Tourism dependent countries, like those in the Caribbean, must balance the economic impact of welcoming tourists with the safety of their citizens, said Tim Hentschel, co-founder and CEO of hotel reservation company HotelPlanner.

“I can only imagine how difficult these conversations must be between an infectious disease expert from one country advising stricter policy and a tourism official who says everyone needs to come in immediately so the economy doesn’t fail. ‘not collapse,’ he said.

Hentschel said that if 13 Caribbean countries are sovereign, French territories such as Martinique and Guadeloupe and Dutch territories such as Curaçao, Aruba and Sint Maarten could end up following state policies.

Hentschel called Asia a “very different story”, mainly because of declining vaccination rates.

Vaccinated travelers from certain countries will not be required to self-quarantine in Phuket, Thailand, starting July 1.

Jordan Siemens | Stone | Getty Images

“As soon as there appears to be progress, a new outbreak and lockdown occurs, like in Singapore, ”he said. “It will take much longer for Asia to return to a semblance of normal travel before the pandemic – maybe another year or more, unfortunately. “

Asian destinations have stopped requiring vaccinations for travel, but the continent is still largely closed to leisure visitors. Much-discussed “Phuket Sandbox” model – that the popular island of Phuket is expected to reopen on July 1 before the rest of Thailand – waives quarantine requirements for vaccinated travelers low to medium risk countries.

Unvaccinated travelers can still enter, although they are subject to 14-day isolation periods, the Tourism Authority of Thailand has confirmed to CNBC.

While requiring tourists to get vaccinated makes “perfect sense” in some places, it won’t work everywhere, Hentschel said.

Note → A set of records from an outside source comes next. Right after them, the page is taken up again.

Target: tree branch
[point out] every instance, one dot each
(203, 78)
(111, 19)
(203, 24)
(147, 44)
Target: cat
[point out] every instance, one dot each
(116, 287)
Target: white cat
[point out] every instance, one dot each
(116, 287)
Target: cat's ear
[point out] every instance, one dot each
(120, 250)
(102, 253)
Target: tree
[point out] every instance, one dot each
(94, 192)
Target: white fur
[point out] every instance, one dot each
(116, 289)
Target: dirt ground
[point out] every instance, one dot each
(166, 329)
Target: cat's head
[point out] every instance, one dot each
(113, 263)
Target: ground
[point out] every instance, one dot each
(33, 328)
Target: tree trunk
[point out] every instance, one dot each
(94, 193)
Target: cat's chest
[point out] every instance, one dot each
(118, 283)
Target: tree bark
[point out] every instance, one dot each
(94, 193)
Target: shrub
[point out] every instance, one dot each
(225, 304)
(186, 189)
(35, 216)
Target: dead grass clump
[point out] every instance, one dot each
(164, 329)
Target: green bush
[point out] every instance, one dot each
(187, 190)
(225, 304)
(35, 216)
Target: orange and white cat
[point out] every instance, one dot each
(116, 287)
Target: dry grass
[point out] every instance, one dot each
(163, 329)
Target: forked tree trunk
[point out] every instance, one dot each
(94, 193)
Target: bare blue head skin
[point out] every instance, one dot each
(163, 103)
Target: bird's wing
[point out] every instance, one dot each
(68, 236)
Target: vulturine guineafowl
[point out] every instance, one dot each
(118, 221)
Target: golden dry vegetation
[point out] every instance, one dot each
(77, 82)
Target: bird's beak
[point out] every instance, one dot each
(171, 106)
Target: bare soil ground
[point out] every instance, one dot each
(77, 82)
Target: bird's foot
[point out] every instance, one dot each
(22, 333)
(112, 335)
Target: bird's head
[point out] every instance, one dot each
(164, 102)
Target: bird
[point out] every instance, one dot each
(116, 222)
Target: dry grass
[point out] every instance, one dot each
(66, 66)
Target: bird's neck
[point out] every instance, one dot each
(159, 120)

“It is interesting that Mexico has never closed its border to American tourists during the entire pandemic,” he said. “So this is an example where a more open policy made sense for Mexico given its proximity to the United States, the billions in cross-border shipping and trade carried out daily, and their reliance on US dollars from tourism. . “

Editor’s Note: The US land borders with Mexico were closed to non-essential travel in March 2020 and will remain restricted until at least July 21. However, air travel between the two countries has been open throughout the pandemic.